On 11/7/2025 4:54 PM, Dave McGuire via dovecot wrote:
On 11/7/25 11:47, Alex via dovecot wrote:
    Hi,  I'm using dovecot-2.3.21.1 on fedora42. It seems that increasingly     remote clients are only supporting the full email address as the login ID     instead of just the username. One such example is Apollo.io, an AI sales     platform that uses IMAP to connect to a remote server to send and receive
    emails.
    The documentation I've found on this appears to be deprecated or
    incomplete. Do I want to look for "shared namespace" documentation?
    Currently, emails are stored in /var/spool/mail/username. Does this need
    to change to something like /var/spool/[1]domain.com/username?

  We've been using full-address logins here for 20yrs or so.  We use / var/mail/<domain>/<uname> for mail storage.  No shared namespace stuff.  We use MySQL-based authentication.  It's all very easy to set up.

                -Dave
Hello,

If you are serving a single domain (or multiple domains that ultimately deliver to the same mailbox, for example [[email protected]](mailto:[email protected]) and [[email protected]](mailto:[email protected]) both going to myuser), you don’t need to store mailboxes under /var/spool/<domain>/myuser. You can simply keep them in /var/spool/mail/myuser.

This depends entirely on how you configure Postfix and Dovecot regarding domain and user mapping.

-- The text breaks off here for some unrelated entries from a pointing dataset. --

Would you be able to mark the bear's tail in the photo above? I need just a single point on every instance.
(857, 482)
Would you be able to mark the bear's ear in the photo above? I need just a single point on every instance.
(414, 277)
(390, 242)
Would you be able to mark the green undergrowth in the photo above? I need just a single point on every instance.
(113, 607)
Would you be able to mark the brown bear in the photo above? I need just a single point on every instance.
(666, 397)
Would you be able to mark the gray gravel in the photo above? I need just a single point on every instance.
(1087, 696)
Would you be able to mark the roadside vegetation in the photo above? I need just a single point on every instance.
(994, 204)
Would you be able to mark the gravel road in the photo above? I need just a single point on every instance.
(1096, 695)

I have been using two different setups — one on my home PC with a few users across several domains, and another integrated with Active Directory as the user repository. Both accept mail for multiple domains without including the domain name in the mailbox path.

A standard Dovecot and Postfix configuration will accept both "user" and "user@domain" as valid logins if configured correctly.

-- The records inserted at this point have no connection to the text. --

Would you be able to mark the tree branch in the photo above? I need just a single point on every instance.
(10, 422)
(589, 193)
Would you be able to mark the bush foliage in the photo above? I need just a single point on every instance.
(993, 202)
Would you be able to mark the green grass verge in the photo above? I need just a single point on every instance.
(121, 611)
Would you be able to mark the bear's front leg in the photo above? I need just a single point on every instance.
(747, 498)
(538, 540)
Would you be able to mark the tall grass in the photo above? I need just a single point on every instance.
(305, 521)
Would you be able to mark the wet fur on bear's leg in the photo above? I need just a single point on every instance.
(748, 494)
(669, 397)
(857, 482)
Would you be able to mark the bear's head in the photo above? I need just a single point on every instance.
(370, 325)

As a reference, here’s an example configuration using LDAP to query Active Directory:

/etc/dovecot/dovecot-ldap.conf.ext
user_attrs = sAMAccountName=uid,sAMAccountName=home=/home/ad-users/%{ldap:sAMAccountName},sAMAccountName=username,primaryGroupID=gid user_filter = (&(objectClass=person)(|(sAMAccountName=%n)(sAMAccountName=%u)(proxyAddresses=SMTP:%u)(proxyAddresses=smtp:%u)(userPrincipalName=%u)(mail=%u)))

/etc/postfix/ad_aliases.cf
bind = yes
bind_dn = <ad-postfix-ldap-user>
bind_pw = <bind_dn-password>
server_host = ldaps://myadserver.domain
search_base = DC=domain,DC=com
query_filter = (&(objectClass=person)(|(mail=%s)(samAccountName=%u)(proxyAddresses=*:%s)))
result_attribute = samAccountName
terminal_result_attribute = otherMailbox
domain = hash:/etc/postfix/local_domains

/etc/postfix/main.cf
virtual_alias_maps = ldap:/etc/postfix/ad_aliases.cf

There’s a bit more to it, but this should put you on the right track.
Whether you are using "local" (Linux) users or "remote" users (via MySQL, LDAP, or AD), you don’t need to change the mailbox storage path to support "user@domain" logins in Postfix and Dovecot — both have supported this for decades.

Regards,
--
Anto'nio Henrique A. Proenca de Oliveira
"Although we can never go back, like an old sweet
song with a strong refrain, memories remain" - (Someone)

Please avoid sending me Word or PowerPoint attachments.